Natalia se refere a outra combinação de cemitério e memorial soviético, o maior da Alemanha, construído no bairro de Treptow, em Berlim Oriental, pouco após o fim da guerra. O vasto complexo simétrico leva até uma estátua de bronze de 12 metros de altura, no alto de um monte gramado: um soldado do Exército Vermelho, de pé sobre uma cruz suástica destroçada, segurando num braço uma criança e no outro, uma grande espada.

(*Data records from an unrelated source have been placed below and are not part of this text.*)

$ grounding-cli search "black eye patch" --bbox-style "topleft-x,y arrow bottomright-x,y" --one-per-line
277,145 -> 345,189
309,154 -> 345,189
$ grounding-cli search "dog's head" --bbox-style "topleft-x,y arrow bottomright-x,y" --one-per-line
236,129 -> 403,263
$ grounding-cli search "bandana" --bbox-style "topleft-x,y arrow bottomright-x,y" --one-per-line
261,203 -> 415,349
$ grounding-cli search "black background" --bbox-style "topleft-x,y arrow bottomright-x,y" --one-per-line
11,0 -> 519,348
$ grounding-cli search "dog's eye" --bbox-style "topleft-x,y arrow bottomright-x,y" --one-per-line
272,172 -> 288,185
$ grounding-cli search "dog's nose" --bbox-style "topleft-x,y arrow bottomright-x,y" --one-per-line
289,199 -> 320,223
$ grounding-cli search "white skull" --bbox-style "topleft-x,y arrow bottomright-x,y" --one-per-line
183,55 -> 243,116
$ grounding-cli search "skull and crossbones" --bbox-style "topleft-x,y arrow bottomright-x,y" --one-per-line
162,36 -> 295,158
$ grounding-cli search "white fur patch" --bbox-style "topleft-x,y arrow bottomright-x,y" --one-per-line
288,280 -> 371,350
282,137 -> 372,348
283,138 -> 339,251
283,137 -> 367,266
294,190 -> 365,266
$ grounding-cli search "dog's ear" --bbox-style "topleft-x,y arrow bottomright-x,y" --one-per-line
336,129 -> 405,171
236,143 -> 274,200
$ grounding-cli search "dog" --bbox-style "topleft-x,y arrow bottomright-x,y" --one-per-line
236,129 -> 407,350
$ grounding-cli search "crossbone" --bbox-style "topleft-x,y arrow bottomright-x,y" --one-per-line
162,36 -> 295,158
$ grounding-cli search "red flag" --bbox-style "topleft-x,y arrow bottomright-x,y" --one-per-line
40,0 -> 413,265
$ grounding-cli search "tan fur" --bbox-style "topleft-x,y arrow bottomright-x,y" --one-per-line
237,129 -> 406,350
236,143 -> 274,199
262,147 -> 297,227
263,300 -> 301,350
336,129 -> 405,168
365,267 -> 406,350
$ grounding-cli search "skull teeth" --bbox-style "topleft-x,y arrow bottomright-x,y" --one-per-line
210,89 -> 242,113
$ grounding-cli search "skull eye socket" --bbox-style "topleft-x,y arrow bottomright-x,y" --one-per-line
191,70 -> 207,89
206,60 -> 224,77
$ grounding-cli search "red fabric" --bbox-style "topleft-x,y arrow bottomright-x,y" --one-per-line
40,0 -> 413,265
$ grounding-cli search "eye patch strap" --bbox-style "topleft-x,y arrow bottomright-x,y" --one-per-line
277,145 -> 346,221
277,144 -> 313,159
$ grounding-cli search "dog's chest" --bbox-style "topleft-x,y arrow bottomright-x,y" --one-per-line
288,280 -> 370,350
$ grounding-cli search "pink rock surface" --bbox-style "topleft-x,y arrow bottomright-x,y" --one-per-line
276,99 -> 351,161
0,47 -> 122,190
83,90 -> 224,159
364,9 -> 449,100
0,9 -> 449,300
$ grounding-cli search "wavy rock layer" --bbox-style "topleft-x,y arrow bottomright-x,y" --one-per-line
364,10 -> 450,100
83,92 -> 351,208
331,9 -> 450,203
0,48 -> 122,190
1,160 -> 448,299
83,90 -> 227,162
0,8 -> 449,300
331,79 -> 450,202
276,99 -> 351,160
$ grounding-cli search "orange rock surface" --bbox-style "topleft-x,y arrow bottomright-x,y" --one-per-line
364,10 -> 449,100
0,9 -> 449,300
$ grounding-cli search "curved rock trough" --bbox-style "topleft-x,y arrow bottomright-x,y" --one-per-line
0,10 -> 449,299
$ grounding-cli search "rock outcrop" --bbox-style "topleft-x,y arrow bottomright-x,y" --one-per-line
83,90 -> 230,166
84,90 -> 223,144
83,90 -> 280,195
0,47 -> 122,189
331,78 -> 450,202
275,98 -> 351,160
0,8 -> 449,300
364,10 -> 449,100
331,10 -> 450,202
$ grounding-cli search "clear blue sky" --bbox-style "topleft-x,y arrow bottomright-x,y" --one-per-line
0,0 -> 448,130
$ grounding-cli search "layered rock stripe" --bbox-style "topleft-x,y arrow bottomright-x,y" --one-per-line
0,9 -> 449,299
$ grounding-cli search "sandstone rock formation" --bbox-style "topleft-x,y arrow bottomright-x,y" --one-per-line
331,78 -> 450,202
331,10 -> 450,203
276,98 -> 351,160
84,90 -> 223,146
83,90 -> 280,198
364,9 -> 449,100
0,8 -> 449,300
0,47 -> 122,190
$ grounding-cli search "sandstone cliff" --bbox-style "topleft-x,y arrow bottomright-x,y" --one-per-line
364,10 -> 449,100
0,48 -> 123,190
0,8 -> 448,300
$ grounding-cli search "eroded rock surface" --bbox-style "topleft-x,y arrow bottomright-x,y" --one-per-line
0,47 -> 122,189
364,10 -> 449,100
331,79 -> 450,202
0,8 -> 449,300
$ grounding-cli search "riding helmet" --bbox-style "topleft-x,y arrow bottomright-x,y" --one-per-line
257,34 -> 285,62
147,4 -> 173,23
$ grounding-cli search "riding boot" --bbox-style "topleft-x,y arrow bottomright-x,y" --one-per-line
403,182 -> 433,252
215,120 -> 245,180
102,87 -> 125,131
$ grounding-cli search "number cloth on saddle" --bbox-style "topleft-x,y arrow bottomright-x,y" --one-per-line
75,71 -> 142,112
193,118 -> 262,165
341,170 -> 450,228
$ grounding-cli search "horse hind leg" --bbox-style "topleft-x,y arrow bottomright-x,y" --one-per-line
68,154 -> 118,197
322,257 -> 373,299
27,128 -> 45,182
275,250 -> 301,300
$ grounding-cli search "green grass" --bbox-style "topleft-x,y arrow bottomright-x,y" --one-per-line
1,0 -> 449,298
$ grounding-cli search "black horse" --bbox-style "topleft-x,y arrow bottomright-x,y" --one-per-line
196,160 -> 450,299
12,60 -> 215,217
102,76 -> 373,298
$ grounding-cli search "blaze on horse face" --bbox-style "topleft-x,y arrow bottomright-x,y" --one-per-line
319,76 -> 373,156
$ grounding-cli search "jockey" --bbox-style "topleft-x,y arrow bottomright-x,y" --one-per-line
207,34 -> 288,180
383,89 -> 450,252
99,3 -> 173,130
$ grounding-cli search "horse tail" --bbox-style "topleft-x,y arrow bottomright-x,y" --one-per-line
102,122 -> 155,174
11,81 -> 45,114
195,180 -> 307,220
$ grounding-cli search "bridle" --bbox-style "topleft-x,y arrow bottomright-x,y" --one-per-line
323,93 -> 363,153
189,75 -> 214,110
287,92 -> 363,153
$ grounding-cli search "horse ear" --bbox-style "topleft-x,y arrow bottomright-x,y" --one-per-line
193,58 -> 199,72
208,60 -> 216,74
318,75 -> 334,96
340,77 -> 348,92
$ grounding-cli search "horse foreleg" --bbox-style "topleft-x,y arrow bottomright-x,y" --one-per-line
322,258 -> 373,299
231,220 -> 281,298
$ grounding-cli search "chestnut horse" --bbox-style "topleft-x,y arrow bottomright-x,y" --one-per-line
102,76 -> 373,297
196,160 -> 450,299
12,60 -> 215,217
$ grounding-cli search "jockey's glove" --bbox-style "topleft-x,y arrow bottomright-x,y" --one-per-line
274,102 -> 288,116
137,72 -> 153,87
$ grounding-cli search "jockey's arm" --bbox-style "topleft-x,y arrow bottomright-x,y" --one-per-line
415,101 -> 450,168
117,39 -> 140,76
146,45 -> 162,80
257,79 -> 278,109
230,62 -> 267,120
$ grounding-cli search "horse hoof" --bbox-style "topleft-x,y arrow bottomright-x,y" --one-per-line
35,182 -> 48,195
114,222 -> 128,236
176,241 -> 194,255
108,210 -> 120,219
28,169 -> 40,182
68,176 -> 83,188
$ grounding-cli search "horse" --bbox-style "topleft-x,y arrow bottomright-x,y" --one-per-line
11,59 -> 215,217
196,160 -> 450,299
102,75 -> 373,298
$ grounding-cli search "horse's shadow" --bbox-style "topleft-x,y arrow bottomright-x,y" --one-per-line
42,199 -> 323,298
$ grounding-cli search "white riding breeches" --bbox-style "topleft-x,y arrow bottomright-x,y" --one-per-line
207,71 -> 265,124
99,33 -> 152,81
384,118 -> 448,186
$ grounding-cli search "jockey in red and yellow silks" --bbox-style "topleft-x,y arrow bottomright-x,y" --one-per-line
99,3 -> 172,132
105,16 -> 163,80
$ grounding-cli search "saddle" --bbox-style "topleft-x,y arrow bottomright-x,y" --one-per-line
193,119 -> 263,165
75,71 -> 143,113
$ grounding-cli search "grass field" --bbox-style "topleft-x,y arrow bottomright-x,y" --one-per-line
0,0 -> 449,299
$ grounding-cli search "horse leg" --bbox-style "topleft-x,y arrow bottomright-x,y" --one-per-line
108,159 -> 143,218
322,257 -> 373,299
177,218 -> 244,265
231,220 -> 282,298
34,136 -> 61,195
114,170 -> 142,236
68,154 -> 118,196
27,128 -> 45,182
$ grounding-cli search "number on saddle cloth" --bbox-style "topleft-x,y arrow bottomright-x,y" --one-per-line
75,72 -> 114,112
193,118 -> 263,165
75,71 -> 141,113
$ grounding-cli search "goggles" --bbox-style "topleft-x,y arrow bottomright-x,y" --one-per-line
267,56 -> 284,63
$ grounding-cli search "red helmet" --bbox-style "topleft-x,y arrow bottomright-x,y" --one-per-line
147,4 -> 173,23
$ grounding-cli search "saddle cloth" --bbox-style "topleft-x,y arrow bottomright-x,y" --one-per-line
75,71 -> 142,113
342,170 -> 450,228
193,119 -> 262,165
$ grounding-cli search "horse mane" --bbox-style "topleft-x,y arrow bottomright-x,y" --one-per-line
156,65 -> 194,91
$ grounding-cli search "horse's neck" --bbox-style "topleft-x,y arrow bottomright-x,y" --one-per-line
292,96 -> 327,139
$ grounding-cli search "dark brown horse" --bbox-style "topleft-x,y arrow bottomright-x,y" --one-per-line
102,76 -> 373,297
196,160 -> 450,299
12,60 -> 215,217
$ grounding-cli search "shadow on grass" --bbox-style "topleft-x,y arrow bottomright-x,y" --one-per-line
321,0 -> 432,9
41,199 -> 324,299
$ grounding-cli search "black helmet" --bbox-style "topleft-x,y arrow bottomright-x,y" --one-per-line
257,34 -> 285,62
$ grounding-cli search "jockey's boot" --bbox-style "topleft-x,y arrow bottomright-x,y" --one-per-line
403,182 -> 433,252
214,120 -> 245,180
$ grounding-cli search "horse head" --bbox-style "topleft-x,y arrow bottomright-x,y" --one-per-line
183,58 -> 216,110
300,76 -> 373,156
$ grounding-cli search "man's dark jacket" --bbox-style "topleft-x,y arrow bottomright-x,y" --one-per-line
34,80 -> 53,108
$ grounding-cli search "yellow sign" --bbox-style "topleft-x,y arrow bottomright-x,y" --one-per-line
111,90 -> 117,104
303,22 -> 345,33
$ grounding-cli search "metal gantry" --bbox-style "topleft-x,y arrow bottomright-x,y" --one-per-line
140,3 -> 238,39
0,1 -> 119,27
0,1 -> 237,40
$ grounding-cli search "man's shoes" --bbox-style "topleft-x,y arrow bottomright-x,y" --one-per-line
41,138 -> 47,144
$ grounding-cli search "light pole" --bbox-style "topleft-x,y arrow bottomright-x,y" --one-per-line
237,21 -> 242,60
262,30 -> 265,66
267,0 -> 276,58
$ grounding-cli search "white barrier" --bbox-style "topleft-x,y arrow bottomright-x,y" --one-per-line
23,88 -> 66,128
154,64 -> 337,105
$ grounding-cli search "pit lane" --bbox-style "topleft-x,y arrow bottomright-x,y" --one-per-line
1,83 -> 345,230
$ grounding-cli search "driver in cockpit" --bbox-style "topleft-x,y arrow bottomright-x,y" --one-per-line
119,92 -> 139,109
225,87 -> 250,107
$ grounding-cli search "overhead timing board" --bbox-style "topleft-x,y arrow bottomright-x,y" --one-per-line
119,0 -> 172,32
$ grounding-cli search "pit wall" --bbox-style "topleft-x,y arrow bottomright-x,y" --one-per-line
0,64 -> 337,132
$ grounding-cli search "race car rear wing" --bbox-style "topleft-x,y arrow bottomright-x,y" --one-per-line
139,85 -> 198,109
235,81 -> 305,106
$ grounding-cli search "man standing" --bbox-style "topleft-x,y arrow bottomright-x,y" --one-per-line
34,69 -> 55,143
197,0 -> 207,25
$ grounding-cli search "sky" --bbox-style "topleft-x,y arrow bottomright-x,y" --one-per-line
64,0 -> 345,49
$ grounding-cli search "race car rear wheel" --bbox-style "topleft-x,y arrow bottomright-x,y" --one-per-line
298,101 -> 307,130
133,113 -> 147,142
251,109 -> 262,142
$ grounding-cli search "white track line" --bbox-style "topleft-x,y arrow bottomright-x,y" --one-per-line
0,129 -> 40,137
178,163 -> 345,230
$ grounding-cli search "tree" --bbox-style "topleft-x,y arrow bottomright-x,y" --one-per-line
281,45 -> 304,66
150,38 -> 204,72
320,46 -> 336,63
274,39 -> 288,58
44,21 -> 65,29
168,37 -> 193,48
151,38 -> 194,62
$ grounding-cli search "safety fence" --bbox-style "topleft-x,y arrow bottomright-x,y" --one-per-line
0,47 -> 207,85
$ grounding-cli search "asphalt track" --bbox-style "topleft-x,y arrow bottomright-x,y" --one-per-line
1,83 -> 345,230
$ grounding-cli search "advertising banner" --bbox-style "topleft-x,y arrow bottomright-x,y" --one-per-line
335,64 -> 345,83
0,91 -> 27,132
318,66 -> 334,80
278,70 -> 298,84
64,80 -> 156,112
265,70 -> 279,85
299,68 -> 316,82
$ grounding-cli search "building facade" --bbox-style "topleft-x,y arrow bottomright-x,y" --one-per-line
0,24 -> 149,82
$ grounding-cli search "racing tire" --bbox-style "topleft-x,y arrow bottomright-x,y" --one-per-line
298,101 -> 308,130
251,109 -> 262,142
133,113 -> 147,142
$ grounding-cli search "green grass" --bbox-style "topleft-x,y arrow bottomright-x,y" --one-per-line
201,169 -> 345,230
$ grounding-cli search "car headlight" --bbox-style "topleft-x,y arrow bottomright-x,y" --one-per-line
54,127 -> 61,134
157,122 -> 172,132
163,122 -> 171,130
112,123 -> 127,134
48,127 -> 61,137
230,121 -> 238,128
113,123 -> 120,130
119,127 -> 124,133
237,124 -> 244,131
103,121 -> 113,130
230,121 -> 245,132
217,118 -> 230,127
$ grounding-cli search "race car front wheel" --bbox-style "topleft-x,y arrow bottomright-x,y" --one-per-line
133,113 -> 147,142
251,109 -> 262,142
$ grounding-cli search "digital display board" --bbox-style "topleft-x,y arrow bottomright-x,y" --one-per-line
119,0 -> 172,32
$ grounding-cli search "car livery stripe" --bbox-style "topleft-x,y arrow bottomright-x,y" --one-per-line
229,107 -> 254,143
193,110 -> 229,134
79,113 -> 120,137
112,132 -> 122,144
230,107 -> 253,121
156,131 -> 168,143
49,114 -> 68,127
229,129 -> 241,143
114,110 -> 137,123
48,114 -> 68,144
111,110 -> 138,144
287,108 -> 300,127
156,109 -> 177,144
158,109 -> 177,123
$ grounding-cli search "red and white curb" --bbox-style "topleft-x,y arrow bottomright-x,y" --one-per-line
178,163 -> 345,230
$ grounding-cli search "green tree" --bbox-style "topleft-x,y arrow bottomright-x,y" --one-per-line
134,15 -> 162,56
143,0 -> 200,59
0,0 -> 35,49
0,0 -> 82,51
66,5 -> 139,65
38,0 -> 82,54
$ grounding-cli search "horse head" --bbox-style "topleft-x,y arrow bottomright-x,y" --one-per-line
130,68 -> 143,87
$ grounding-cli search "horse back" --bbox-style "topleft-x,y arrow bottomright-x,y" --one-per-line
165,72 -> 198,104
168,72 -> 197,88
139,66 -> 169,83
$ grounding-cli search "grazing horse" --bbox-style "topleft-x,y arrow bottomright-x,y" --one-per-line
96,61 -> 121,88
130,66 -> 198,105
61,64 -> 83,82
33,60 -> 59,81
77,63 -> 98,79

Nesta segunda-feira, como em todo 9 de maio, associações pró-russas, de extrema esquerda e anti-Ocidente se reuniram ali para prestar homenagens, ao lado de representantes estrangeiros – a maioria de ex-repúblicas soviéticas – e seus convidados. Centenas faziam fila para subir na estátua, ao pé a qual se empilhavam flores e mensagens de agradecimento ao Exército Vermelho.

Mulheres em memorial de guerra soviético
Centenas de pessoas se reuniram em memoriais de guerra soviéticos, como o do Treptower Park, em BerlimFoto: William Glucroft/DW

Para alguns dos presentes, a Segunda Guerra não acabou literalmente. Eles alegam que a Alemanha não se rendeu oficialmente e que o fascismo segue imperando, na forma do capitalismo ocidental. Também aqui há reflexos da narrativa putinista sobre a guerra na Ucrânia, segundo a qual ela teria sido provocada pelo imperialismo americano e a expansão da Otan em direção ao Leste Europeu.

"Nós expulsamos os fascistas da Alemanha Oriental, mas eles se reconstituíram no Ocidente", postula Uta, uma ativista de 80 anos da antiga República Democrática Alemã (RDA), sob governo comunista.

A zeitenwende, a mudança de paradigma na política externa anunciada pelo chanceler federal alemão, Olaf Scholz, em reação à invasão da Ucrânia pela Rússia, iniciada em 24 de fevereiro, não agrada a grande parte dessa multidão.

Para eles, novos gastos com as Forças Armadas alemãs e o envio de armas para a Ucrânia se defender dos invasores é uma repetição da história: "Se a Rússia perder... isso simplesmente não pode acontecer", reforça Uta, "eles são realmente contra o fascismo e o militarismo."